Experts who advise Parliament on budgetary issues have poured cold water on prospects of achieving President Uhuru Kenyatta’s “Big Four” agenda.

Besides that the funds allocated could be insufficient, the Parliamentary Budget Office indicated that counties were largely responsible for two of the pillars – food security and universal healthcare.

Only manufacturing and affordable housing are considered strictly a role of the national government.

Input for the PBO is supposed to help the Members of Parliament in interrogating the budget which will be presented to the National Assembly next month.

“There is a general concern that the resources made available for implementation of the big four may not be adequate,” PBO said in its analysis of the national budget.

More than Sh450 billion has been set aside to fund the development agenda with manufacturing receiving the biggest chunk of Sh125 billion.

Affordable housing comes second at Sh103 billion, ahead of healthcare (Sh82.8 billion) and agriculture which has been allocated Sh60 billion.

Apart from size of the allocations, PBO said, citing past experience that the slow pace implementation of government projects as the biggest threat to the Big Four agenda.

“As is the case with many government projects, slow and casual implementation of big four related projects is a major hindrance to the agenda’s progress,” the experts said in their reservations.

State offices lax

In the current financial year, poor absorption of development expenditures meant that only half of the allocated amounts had been spent on projects by March, only three months to the end of the year.

Informed fears about laxity in execution of the projects led the PBO to conclude that the present allocations could actually be excessive as the scale of execution would likely fall behind schedule.

On affordable housing project, for instance, the State plans to build 500,000 houses in five years from late 2017 but to date hardly any works have started.

With only three years remaining of President Kenyatta’s term, fears are that targets in the housing project would be missed.

PBO further indicated that the projects to be undertaken under four-point development agenda are not entirely new, but only a continuation from yesteryears.

Improving access to healthcare, it could be argued, is a boundless exercise well into the future.

Money to counties

Top among the concerns is how the projects in primary healthcare and agriculture inducing irrigation could be achieved by the National Government without involving counties.

“There is need therefore for a clear collaborative framework between the two levels of government in order for the plan to be implemented adequately,” the report reads.

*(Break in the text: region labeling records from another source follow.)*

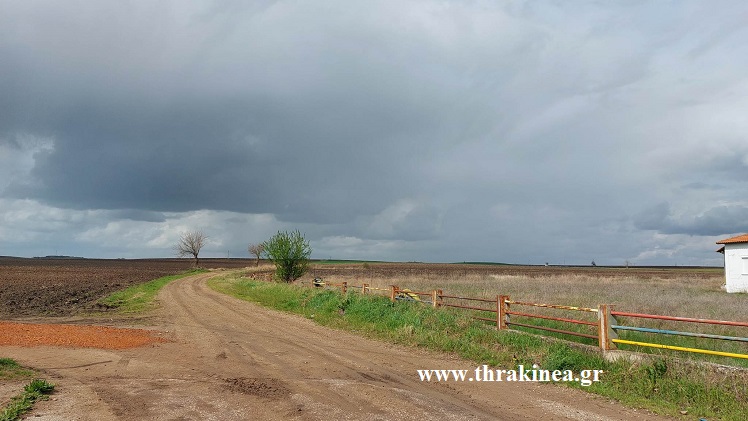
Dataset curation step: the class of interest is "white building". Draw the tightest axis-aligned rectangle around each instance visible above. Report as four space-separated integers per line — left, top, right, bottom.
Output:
717 234 748 292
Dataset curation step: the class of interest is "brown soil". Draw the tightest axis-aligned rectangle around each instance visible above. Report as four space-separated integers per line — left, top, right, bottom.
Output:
0 257 254 320
0 274 676 421
0 322 166 349
304 263 724 280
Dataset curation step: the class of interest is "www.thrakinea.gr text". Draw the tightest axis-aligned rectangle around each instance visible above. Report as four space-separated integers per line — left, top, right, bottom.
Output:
416 364 603 386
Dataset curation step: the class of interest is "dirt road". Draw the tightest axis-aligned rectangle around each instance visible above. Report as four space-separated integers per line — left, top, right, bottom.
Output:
0 273 665 421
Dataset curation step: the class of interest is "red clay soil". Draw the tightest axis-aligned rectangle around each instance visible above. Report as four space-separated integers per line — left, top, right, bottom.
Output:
0 322 166 349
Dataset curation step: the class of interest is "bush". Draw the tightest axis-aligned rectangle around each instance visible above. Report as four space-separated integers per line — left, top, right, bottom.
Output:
263 230 312 282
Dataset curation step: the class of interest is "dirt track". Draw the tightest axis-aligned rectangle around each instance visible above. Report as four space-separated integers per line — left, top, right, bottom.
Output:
0 274 663 420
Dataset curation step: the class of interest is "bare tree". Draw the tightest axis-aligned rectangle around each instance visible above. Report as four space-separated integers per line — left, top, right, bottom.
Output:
247 243 265 266
174 231 208 267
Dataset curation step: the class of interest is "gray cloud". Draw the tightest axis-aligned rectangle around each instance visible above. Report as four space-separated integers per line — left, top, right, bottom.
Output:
0 1 748 264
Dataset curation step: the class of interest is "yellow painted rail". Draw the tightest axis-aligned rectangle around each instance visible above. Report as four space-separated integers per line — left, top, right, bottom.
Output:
612 339 748 359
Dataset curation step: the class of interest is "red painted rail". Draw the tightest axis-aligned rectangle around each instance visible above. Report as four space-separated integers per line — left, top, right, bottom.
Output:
506 322 597 339
439 301 496 312
610 311 748 327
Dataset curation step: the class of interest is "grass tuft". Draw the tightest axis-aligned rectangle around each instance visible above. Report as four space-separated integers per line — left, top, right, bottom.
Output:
208 276 748 421
0 379 55 421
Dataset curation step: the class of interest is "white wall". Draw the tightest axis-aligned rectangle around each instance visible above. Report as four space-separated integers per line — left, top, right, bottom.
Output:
725 243 748 292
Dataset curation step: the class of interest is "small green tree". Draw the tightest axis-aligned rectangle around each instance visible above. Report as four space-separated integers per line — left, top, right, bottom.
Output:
263 230 312 282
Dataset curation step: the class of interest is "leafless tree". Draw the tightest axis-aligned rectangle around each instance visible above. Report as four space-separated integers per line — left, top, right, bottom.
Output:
247 243 265 266
175 231 208 267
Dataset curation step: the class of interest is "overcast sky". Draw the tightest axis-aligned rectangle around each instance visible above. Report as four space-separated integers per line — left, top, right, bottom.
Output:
0 0 748 265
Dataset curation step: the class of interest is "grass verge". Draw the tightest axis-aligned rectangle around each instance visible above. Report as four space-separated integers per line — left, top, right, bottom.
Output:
0 358 54 421
208 276 748 421
0 358 34 380
0 379 55 421
99 269 207 313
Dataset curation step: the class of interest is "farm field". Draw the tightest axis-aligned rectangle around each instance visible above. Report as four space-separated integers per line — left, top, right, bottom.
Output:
0 257 253 320
301 263 748 366
0 259 748 421
0 272 668 421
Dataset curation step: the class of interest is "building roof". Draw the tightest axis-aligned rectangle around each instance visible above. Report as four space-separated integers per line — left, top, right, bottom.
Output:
717 234 748 244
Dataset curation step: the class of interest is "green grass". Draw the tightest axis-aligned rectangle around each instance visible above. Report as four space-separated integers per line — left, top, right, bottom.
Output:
0 379 55 421
99 269 207 314
208 276 748 420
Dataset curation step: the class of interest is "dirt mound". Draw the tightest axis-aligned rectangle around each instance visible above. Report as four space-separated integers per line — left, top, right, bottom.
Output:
0 322 166 349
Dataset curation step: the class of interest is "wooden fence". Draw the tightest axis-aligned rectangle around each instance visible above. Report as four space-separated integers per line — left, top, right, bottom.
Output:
300 278 748 359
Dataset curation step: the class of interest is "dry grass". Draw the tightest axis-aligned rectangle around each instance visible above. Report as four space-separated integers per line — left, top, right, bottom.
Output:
306 262 748 365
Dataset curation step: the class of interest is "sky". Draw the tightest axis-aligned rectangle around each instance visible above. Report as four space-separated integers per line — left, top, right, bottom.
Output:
0 0 748 265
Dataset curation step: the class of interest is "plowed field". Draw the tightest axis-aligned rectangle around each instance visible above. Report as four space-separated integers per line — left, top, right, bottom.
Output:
0 257 254 320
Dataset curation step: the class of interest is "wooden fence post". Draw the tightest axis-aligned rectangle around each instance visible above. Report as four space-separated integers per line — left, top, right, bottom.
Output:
597 304 618 351
497 295 509 329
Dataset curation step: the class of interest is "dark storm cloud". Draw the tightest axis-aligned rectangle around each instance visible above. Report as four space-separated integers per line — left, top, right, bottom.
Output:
634 203 748 236
0 0 748 264
2 0 462 222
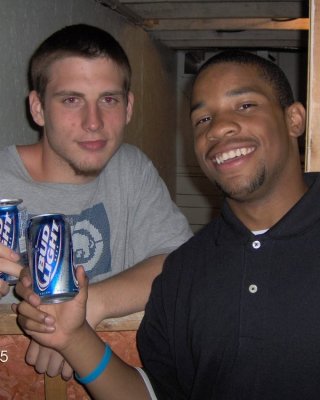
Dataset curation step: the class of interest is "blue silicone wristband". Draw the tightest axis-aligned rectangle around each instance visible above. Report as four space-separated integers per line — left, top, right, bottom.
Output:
74 345 112 385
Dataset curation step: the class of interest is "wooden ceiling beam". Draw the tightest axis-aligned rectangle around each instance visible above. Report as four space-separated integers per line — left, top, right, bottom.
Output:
121 1 308 19
143 18 309 32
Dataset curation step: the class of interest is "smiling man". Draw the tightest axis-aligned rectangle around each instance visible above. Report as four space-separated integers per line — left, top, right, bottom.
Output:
17 51 320 400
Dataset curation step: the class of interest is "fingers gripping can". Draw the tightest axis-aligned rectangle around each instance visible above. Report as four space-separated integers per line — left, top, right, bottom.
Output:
26 214 79 304
0 199 28 284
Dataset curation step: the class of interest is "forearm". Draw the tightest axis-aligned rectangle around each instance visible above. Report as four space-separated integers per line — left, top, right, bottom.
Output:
87 254 166 326
61 324 149 400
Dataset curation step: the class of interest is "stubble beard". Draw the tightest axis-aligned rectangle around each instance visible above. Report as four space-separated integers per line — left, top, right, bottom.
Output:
68 161 107 178
215 166 266 201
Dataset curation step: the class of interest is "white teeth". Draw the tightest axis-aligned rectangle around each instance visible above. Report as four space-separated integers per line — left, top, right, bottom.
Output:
216 147 254 165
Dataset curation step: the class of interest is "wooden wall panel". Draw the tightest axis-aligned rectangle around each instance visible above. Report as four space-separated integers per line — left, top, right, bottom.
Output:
305 0 320 172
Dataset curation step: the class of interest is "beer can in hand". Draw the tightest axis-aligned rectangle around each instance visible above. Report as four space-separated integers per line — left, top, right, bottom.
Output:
26 214 79 304
0 199 28 285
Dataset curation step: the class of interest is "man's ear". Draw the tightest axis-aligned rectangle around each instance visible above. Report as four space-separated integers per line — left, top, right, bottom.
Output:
29 90 44 126
286 102 306 138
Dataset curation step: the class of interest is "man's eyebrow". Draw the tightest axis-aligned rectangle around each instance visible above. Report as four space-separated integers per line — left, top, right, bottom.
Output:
53 90 84 97
54 90 125 97
225 86 261 97
100 90 125 97
190 86 261 116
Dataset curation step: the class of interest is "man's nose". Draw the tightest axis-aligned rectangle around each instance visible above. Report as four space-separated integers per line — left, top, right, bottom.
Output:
207 115 240 141
83 104 103 132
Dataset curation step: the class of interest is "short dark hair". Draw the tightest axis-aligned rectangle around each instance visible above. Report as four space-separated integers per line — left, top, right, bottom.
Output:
195 50 294 108
29 24 131 102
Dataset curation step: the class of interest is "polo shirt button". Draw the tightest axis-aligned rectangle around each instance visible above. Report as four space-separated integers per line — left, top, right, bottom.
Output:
249 285 258 293
252 240 261 249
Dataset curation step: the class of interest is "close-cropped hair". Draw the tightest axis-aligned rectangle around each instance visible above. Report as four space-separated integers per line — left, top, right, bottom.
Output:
29 24 131 103
194 50 294 109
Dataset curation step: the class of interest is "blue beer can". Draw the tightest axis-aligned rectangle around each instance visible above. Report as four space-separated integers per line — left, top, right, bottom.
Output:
26 214 79 304
0 199 28 284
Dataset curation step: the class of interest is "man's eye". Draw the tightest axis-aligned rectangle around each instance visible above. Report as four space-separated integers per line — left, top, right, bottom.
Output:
63 97 78 104
102 96 119 105
239 103 255 110
195 117 211 126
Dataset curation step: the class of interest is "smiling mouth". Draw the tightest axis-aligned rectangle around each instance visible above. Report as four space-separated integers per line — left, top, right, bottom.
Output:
213 147 254 165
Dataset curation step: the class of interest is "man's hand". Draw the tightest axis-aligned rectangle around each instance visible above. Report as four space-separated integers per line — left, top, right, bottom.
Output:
12 266 88 351
26 340 73 381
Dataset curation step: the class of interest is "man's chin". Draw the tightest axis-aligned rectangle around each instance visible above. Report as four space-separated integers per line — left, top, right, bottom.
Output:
71 165 105 178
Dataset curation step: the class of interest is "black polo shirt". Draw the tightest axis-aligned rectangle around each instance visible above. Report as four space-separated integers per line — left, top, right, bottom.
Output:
137 173 320 400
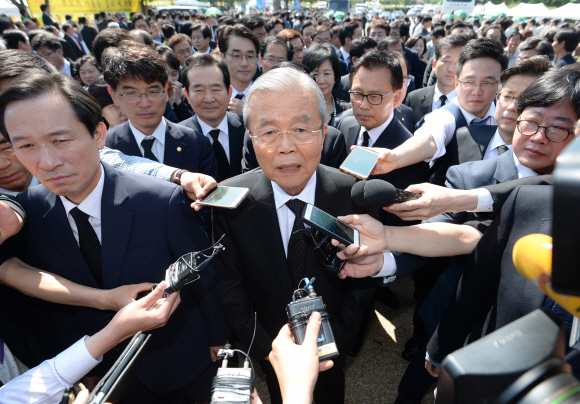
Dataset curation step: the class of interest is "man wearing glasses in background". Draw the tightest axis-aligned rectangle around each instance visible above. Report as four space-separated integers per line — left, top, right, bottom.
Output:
218 24 260 115
213 68 374 404
373 38 508 185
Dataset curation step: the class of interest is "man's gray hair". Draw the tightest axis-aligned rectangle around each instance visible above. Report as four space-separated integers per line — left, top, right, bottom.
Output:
243 67 326 129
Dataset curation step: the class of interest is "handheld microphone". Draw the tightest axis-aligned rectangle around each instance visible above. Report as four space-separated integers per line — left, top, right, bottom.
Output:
350 180 421 208
513 234 580 316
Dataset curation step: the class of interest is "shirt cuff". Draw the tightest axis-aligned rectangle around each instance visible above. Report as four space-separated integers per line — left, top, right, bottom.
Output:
372 250 397 284
470 188 493 212
52 336 103 387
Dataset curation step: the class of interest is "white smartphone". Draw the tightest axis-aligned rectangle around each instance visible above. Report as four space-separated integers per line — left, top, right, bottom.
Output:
195 186 250 209
340 146 379 180
302 203 360 246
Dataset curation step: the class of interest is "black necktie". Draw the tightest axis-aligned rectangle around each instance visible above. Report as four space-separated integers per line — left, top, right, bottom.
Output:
361 130 371 147
70 208 103 288
141 137 159 162
286 199 308 288
497 144 509 156
209 129 230 182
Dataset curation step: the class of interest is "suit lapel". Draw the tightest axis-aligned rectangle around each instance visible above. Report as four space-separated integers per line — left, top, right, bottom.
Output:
250 174 295 299
163 122 187 167
101 164 133 289
43 192 99 288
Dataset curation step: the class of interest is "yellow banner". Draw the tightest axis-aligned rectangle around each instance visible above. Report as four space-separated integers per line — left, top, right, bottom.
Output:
28 0 141 15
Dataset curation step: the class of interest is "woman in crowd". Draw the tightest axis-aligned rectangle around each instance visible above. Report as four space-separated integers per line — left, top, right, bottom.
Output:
303 44 352 126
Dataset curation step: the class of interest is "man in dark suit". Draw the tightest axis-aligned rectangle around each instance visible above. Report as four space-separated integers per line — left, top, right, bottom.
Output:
179 53 246 181
0 74 229 404
405 34 468 132
213 68 374 404
103 47 217 178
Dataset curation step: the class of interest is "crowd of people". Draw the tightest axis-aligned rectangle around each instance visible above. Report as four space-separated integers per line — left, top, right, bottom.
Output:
0 5 580 404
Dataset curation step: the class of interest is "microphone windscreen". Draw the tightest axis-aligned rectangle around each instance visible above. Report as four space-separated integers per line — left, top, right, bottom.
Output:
364 180 397 208
350 180 368 208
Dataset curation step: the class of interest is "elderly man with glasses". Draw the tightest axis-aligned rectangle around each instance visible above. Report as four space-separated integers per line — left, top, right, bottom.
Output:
213 68 374 404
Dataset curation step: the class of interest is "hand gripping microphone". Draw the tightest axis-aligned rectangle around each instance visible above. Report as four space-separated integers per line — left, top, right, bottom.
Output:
350 180 421 208
513 234 580 316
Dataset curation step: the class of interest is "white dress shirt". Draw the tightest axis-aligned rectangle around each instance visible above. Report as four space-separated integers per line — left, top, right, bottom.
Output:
356 113 395 147
431 84 457 111
197 115 230 161
129 117 167 164
60 59 72 76
272 171 316 257
59 165 105 245
0 337 102 404
0 177 40 196
415 98 497 163
230 81 254 101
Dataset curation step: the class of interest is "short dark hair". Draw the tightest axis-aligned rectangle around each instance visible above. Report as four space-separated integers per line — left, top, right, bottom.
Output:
3 29 28 49
338 21 360 46
260 36 294 60
520 37 554 59
93 28 131 66
554 28 580 52
435 34 470 60
240 14 265 30
32 33 62 51
389 20 409 39
500 55 553 86
103 46 167 90
302 43 341 88
348 51 403 91
518 64 580 119
218 24 260 55
349 36 379 58
0 49 58 80
0 73 103 140
456 38 508 77
188 22 211 39
367 19 391 36
181 53 230 91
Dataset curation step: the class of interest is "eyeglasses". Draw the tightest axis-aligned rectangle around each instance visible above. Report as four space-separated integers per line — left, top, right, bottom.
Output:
249 127 324 147
224 52 257 63
457 79 499 90
516 119 574 143
348 90 394 105
117 90 165 102
496 93 518 105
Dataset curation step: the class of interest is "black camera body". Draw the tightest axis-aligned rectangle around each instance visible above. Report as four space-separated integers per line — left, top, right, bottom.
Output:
286 278 338 361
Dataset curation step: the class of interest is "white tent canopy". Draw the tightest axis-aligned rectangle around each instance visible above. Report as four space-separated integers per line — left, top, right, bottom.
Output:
507 3 550 17
0 0 20 17
546 3 580 20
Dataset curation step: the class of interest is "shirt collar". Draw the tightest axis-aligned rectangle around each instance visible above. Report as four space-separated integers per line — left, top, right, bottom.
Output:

Budgets for the agriculture sector have repeatedly been the first victim during budget cuts, undermining the most critical pillar of the economy and the enabler for food security.

A case in point identified by the experts is the decision to drop from the budgets a camel milk factory that was planned to be established in Ewaso Ng’iro.

In healthcare, the PBO said that it was unclear of the specific interventions to improve the key health infrastructure such as through provision of laboratories countrywide, specialized equipment or even health commodity storage centres.

The experts also took a swipe at the superficial attempts at cutting overall spending by embracing austerity measures.